Can AI help “smooth over” discussion on abortion, racism, immigration, or Israel-Palestine? Columbia University sure hopes so.
Sway places an “AI Guide” in every chat that “asks tough questions to improve student reasoning.” The tool also “suggests a rephrasing” for language it deems disrespectful. One example debate topic laid out in Sway’s
intro video: whether or not the US “should prioritize Palestinian rights and stop sending weapons to Israel.”
Sway’s Cullen has said publicly that the tool is tied to the US intelligence community when it comes to part of its funding and research. Sway also received recent funding from the Arthur Vining Davis Foundations, the Snyder Foundation, the Omidyar Network, the Tools Competition, and Carnegie Mellon University itself, DiBella said.
DiBella said that Sway will share anonymized data with the public and the intelligence community, but not transcripts or specifics. “All the data that we share is public, so there’s not any specific data-sharing pipeline with the intelligence community,” he said.
He also said that though the company does not share student transcripts nor answers with instructors, it does share with them each student’s score on a five-question “understanding quiz” they take after participating in a discussion, which gauges how well they understood the logic of the discussion.
“After having these discussions, students do become less confident in their own views,” he said, adding, “They’re getting closer to each other. They’re becoming more malleable. That’s actually why we used the word ‘sway’ ... We want their opinions to be more malleable to allow for the capability of changing your mind.”

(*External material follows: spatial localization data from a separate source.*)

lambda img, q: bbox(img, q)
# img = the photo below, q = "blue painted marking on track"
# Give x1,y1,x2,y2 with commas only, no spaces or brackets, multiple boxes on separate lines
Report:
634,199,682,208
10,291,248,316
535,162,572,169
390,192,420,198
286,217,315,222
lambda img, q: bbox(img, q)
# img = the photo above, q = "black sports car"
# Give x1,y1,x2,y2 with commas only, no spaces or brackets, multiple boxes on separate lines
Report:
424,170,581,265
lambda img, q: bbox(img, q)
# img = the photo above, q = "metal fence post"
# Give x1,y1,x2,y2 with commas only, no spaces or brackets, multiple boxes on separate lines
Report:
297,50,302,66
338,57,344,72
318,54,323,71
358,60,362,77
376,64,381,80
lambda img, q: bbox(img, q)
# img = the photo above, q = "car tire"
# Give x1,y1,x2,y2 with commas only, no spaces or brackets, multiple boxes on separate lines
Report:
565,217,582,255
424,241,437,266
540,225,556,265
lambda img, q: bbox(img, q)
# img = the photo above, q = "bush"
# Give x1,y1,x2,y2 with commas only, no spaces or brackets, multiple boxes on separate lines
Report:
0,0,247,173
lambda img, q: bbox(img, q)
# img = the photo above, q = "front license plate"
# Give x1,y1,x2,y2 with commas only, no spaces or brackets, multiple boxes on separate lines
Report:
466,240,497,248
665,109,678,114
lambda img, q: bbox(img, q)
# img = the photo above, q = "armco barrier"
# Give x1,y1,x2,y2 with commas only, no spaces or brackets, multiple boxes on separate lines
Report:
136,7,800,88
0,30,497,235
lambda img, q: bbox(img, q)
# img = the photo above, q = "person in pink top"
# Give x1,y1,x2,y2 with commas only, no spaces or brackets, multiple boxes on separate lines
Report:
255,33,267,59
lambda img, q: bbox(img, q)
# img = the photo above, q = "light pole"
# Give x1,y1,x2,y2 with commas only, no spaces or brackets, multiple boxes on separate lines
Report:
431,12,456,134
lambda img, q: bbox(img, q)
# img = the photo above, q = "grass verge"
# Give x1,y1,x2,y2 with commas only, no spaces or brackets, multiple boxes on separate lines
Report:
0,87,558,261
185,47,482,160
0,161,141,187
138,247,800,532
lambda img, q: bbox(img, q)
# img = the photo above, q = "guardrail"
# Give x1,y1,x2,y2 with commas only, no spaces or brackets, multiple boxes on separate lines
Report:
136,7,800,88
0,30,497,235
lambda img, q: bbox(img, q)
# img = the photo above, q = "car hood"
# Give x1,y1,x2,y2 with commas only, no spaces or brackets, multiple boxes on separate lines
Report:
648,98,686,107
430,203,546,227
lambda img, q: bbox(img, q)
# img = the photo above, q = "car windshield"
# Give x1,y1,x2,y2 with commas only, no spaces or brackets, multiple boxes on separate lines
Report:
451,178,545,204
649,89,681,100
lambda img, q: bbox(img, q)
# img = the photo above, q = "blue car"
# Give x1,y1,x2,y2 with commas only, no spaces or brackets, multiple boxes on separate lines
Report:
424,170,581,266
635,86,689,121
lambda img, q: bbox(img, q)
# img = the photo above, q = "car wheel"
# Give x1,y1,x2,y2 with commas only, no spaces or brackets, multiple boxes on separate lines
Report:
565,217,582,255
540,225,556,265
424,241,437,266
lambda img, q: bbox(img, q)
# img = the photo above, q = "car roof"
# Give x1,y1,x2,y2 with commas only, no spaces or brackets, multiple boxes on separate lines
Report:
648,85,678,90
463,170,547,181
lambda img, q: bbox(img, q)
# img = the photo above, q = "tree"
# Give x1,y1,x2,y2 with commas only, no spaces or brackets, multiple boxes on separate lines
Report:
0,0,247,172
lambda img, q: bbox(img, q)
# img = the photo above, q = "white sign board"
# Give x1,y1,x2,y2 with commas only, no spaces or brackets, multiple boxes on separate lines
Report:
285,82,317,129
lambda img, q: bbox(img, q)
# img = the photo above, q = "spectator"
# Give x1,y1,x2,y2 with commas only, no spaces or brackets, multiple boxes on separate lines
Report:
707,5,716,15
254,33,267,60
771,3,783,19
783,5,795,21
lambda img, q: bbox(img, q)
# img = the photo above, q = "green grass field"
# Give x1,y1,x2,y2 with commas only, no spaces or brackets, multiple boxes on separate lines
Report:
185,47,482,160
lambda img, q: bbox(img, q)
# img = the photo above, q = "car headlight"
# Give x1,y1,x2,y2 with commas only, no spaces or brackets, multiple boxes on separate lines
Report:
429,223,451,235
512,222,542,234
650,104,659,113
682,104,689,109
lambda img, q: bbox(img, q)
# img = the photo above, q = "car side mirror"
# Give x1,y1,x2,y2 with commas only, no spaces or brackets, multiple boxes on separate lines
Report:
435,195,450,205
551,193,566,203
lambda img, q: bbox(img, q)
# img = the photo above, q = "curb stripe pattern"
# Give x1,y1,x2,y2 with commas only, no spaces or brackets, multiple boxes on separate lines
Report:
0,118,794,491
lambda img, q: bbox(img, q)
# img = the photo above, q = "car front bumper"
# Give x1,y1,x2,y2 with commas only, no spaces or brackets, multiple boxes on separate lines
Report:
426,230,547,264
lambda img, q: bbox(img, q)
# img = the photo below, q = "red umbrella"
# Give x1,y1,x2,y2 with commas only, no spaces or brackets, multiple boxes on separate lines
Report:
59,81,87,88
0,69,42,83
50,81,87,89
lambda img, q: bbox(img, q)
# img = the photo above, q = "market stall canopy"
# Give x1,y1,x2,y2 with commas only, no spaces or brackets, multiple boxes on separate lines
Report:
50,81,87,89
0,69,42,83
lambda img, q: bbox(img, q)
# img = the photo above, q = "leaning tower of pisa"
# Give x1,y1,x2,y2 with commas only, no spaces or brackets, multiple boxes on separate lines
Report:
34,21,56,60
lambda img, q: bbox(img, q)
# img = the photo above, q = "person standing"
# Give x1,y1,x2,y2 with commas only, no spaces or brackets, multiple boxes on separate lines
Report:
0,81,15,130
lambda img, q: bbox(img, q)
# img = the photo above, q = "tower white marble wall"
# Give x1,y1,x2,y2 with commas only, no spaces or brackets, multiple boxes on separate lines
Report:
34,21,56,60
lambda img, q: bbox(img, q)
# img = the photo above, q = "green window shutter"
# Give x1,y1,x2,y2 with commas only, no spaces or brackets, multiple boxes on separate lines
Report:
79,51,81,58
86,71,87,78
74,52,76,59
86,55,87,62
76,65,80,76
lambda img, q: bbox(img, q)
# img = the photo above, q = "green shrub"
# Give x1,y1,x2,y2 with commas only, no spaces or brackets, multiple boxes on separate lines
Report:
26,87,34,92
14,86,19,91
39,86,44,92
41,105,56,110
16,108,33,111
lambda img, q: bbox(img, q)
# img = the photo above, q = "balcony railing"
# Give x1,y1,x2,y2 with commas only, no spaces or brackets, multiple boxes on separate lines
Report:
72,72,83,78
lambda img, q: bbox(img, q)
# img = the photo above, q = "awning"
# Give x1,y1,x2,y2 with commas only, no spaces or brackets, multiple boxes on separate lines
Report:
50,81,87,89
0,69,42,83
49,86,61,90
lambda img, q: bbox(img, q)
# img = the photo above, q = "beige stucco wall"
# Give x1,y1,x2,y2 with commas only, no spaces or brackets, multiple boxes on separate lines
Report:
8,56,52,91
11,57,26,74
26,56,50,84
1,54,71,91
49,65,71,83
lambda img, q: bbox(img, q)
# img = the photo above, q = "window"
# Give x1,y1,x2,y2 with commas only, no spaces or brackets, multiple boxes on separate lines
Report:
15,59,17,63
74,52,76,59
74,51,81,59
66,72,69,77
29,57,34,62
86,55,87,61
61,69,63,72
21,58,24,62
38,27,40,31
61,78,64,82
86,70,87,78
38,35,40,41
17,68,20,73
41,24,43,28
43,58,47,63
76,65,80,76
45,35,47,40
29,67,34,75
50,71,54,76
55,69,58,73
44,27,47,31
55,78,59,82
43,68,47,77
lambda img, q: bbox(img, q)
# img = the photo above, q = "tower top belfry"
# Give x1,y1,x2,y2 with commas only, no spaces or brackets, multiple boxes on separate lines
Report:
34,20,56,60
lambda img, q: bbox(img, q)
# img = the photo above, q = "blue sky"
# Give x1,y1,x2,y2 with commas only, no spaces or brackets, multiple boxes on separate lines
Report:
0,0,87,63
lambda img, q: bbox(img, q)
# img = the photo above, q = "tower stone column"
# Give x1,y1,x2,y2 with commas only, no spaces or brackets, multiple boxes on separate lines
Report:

The potential Sway partnership is not the only way Columbia is reportedly using tech to screen or shape students’ convictions. The university is also
reportedly using Schoolhouse Dialogues, a tool offered by Sal Khan of Khan Academy’s nonprofit, to pair high school students with opposite viewpoints on controversial topics, then rank each other’s “civility” — and Columbia could use that feedback in its admissions decisions.